In fact, it could even be argued that Take the Crown‘s Side A is the single most consistent run of songs Williams has had in a decade. “Candy” serves as a great introduction to Crown‘s panaromaic pop ambitions (even if the chorus does get a little bit lost in its own grab bag of metaphors), the positively Springsteen-esque “Shit on the Radio” is another arena-rocking single waiting in the wings that will fool casual observers into thinking it’s actually about the music industry (it’s not), and the big mid-tempo ballad “Different” (a Barlow co-write, naturally) plays right into Williams’ wheelhouse, the dominant string sections helping lift up an alright song into something grander, proving that sometimes the right production can make or break a song regardless of quality, Lee proving to be Williams’ best sonic foil since Chambers by far.

Once “Shit on the Radio” ends, however, the album doesn’t necessarily take a turn for the worse as much as it starts trotting out sounds and tropes that we’ve already heard on the disc’s first half. “Hurting for You” starts coping some of the Killers-esque ’80s sheen (again), “Into the Silence” is a surprisingly tepid attempt at writing a U2 song, and the closing Lissie duet “Losers” ends the album on a rather bland, disappointing note, those lonesome acoustic strums spending too much time waiting for the next note to come, the track obviously going for poignant but ending up squarely on boredom.

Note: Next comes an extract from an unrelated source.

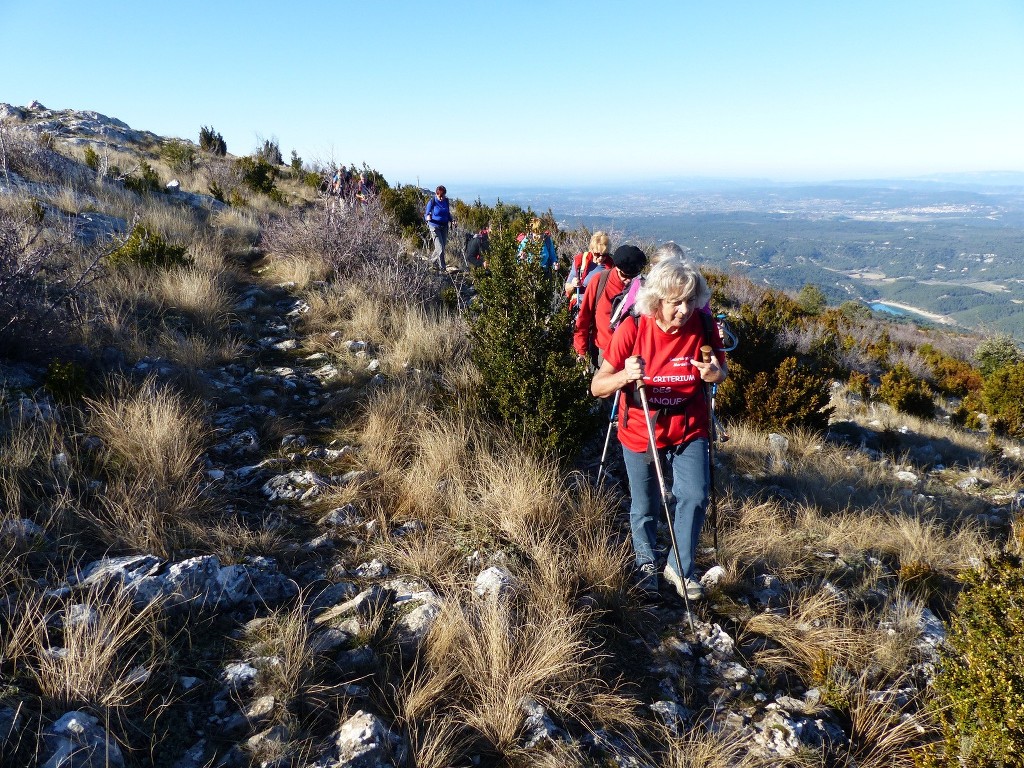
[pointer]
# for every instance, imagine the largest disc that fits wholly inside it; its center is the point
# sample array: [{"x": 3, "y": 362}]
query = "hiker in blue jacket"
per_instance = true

The goofy, brainless rock rush of “Hey Wow Yeah Yeah” thankfully breaks up the monotony by cranking up the distorted vocals and saying absolutely nothing of substance for its entire 172 second runtime, serving as a surprisingly effective palette cleanser. (Side note: shame the pretty good ballad “Reverse” is relegated to the album’s Deluxe Edition, as the only other track it’s coupled with is an amazingly pointless re-do of the Take That Progress tear-jerker “Eight Letters”.)

Yet even with that less-consistent Side B in mind, there’s still no denying that Take the Crown remains the most wildly entertaining album Robbie Williams has released in years, unabashedly broad in appeal but immaculately well-crafted, at times even rivaling Williams’ best work. When you break it all down and step back from the album as a whole, you realize that this disc’s title could not be more fitting: the throne has always been yours, Robbie. After years (and years) of coasting, all you had to do was want it back — and with Take the Crown, you finally did.